11/09/2025
Rhino horn is smuggled by air from Johannesburg and Addis Ababa, routed through Dubai and Doha and sometimes Paris and London to throw off law enforcement. Ivory departs in shipping containers from ports in Dar es Salaam, Nampula and Durban, ending up in Singapore, Sihanoukville, Huangpu and Haiphong. Gold mined illegally in Zimbabwe’s mineral-rich Kwekwe gold fields and deep shaft mines in the towns of Krugersdorp, Carletonville, Klerksdorp and Welkom on South Africa’s Vaal Reef is processed and eventually laundered through Dubai. Gold is smuggled by the tonne into countries along the strife-torn Democratic Republic of Congo (DRC)’s eastern border and laundered through Rwanda, Burundi, Uganda, Tanzania and the United Arab Emirates (UAE). In northern Mozambique and South Africa’s KwaZulu-Natal province, Islamic State-aligned insurgents and supporters have been implicated in criminal economies, gold smuggling, and kidnapping and extortion schemes to raise funds.

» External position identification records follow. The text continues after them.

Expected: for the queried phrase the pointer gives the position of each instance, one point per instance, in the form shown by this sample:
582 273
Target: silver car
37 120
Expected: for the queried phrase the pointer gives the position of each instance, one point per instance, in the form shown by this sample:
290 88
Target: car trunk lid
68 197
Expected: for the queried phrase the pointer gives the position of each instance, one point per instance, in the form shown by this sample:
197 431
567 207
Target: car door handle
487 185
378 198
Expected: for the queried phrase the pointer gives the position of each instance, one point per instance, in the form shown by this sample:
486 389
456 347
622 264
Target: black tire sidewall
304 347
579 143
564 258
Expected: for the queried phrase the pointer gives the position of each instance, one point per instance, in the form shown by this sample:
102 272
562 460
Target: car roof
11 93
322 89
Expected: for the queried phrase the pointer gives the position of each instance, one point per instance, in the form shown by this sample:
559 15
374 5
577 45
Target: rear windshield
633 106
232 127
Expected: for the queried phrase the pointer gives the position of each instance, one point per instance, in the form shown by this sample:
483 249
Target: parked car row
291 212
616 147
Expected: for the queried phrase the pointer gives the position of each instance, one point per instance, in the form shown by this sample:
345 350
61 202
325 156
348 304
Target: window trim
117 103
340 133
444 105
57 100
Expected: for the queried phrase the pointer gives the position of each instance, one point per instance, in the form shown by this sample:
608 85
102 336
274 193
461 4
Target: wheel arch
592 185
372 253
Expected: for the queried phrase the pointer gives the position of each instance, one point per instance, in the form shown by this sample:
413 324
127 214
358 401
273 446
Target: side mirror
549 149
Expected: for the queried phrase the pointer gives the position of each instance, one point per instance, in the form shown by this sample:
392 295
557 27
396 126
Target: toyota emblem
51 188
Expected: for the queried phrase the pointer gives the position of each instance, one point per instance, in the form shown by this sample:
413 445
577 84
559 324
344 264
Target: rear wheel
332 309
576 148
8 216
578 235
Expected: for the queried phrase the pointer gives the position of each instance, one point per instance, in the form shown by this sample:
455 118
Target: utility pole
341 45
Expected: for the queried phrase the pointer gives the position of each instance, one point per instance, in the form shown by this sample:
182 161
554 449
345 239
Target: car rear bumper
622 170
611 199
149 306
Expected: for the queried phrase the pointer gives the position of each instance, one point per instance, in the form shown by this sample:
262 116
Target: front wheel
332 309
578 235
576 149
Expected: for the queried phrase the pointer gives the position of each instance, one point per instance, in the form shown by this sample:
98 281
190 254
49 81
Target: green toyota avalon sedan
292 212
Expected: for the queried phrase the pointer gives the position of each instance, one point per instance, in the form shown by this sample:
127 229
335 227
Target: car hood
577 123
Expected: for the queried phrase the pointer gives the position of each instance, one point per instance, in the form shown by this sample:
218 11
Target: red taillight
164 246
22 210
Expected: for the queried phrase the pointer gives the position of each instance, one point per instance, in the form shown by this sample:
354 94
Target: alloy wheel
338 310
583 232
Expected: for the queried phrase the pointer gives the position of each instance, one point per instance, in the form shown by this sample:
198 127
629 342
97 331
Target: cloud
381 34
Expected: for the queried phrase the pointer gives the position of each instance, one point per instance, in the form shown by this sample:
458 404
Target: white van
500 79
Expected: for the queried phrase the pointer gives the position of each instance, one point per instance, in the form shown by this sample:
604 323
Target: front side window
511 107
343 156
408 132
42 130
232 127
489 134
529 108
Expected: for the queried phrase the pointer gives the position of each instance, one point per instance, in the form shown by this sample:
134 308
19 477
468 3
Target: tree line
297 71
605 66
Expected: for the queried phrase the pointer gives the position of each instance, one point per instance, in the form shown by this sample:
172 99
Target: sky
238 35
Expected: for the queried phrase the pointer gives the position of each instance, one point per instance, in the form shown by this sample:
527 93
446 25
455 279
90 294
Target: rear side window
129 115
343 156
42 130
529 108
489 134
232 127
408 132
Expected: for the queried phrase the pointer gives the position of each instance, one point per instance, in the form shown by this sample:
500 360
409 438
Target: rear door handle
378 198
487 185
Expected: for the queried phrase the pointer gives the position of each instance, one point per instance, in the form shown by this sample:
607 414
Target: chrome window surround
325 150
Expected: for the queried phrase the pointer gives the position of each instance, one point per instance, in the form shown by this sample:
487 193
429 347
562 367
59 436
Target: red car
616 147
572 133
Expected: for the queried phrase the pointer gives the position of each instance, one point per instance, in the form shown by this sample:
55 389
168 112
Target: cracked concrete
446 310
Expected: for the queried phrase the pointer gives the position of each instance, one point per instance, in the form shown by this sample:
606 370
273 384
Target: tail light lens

In addition to local criminal actors, the region has attracted a coterie of international criminal players. For instance, networks from China, Pakistan and Iran are known to interface with African intermediaries for drug trafficking (drug precursor chemicals, methamphetamine and he**in) and wildlife smuggling (notably of abalone and ivory). In Southern Africa, Nigerian and Congolese syndicates, often operating from hubs such as Johannesburg, coordinate regional drug distribution and financial fraud schemes while also connecting to global diaspora networks.